STEP 3. Looking for work

This stage was the longest and not as smooth as the previous two.

Submitting an honest newbie resume

After completing personal projects, the student sent out roughly 30 applications for junior/trainee vacancies (through HH, LinkedIn, and staffing agencies), indicating the familiar technology stack in his resume, along with some soft skills and a modest mention of his experience.

This yielded two calls, one of which ended immediately due to his pre-intermediate English skills (so learn English too). Two more companies sent their test tasks. He had one "interview" that resulted in a "we'll give you a call".

Attempting to get an internship

Perhaps you can gain experience through unpaid or conditionally paid internships and somehow gain a foothold in a large IT company? This is a good approach, but as it turns out, not for everyone. The story's author performed the test task, but didn't make it past the final interview.

After this experience, our former student writes that he "became somewhat depressed, and put the whole job search on pause for almost six months." He worked in his former profession and wrote some applications for himself.

This continued until he ran into an acquaintance with whom he shared his failures in finding a junior dev job. At that time, his acquaintance was working as a mid-level developer, but he started out the same way — with self-study.

His friend gave a couple of recommendations (some "cheats", according to the author):

  1. One way or another, get yourself 6+ months of professional experience on your resume: internships, thesis projects, freelancing, remote work — whatever. This will greatly help at the stage when HR folks do their initial screening of the resume pile;
  2. Remove the word "junior" and your expected salary from your resume; just leave "Java developer" and discuss your salary individually with each company;
  3. Try to get the person from HR to divulge the possible salary range before you state your expectations. If a company is offering 5,000-6,500 dollars, and you're willing to start for $2,000, some hiring decision-makers will form a low opinion of you.
  4. Respond to every job vacancy that matches your technology stack, even if 1-3 years of professional experience is required.

And it all worked out.

First offer

After the story's author followed the recommendations, the job search situation improved significantly.

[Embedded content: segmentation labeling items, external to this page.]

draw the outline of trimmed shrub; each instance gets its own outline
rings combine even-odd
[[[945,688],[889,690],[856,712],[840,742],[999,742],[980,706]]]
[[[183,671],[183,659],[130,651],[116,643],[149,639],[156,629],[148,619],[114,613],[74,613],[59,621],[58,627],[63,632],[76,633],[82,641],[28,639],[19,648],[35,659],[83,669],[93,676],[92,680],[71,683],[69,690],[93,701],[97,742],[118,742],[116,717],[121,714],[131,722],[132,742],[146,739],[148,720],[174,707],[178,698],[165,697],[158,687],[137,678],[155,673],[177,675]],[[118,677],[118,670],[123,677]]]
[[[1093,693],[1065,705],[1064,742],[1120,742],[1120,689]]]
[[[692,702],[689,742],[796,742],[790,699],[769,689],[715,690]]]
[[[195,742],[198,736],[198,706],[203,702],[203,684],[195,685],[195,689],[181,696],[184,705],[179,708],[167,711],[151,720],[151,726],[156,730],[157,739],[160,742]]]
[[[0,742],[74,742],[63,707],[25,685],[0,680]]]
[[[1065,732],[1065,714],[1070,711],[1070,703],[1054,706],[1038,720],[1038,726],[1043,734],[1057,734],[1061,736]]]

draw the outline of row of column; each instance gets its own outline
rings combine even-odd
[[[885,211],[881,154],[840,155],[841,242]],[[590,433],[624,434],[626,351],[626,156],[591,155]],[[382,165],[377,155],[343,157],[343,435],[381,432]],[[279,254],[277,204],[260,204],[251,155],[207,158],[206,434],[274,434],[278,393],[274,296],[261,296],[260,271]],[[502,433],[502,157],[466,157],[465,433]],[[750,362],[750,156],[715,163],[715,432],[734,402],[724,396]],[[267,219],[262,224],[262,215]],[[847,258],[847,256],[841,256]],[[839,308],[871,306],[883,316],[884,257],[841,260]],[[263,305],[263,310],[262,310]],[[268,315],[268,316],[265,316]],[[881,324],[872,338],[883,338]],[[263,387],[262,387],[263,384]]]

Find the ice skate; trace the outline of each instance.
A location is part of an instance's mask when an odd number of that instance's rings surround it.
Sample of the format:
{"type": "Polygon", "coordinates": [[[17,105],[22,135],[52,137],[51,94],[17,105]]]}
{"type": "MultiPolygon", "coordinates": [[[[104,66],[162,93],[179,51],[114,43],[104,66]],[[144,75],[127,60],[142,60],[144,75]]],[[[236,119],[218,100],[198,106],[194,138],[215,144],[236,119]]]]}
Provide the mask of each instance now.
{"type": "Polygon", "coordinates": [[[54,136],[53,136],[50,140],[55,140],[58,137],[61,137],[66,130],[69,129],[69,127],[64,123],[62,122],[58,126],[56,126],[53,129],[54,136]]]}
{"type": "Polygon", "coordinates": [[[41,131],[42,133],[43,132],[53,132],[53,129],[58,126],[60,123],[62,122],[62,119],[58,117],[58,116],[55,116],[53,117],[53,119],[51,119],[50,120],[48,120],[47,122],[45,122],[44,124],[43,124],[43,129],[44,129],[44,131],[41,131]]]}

First, out of about 12 new responses, half almost immediately ended either with an in-person meeting, or a Skype interview, or a test task.

Second, HR reps began to reach out on their own initiative — via messaging apps, email, and LinkedIn.

Third, the requirements on profession experience turned out to be somewhat flexible: many companies were ready to communicate with a candidate who didn't fall into the specified range of 1-3 years of work in the corporate world.

The bottom line was one offer for a junior developer position and one for a mid-level position with a probation period. In total, the job search took two months.

You can't write a lot of Java code, then look for a job for a long, long time, and then ultimately have it all come to nothing.

Water wears away stone and, as the author writes, "if a 30-year-old humanities student can pull it off, then you will succeed too. The main thing is not to be afraid of the initial phone calls, test tasks, and interviews. Each 'failure' can be a chance to learn something new about yourself and close any gaps in your knowledge. And every time you will feel more confident."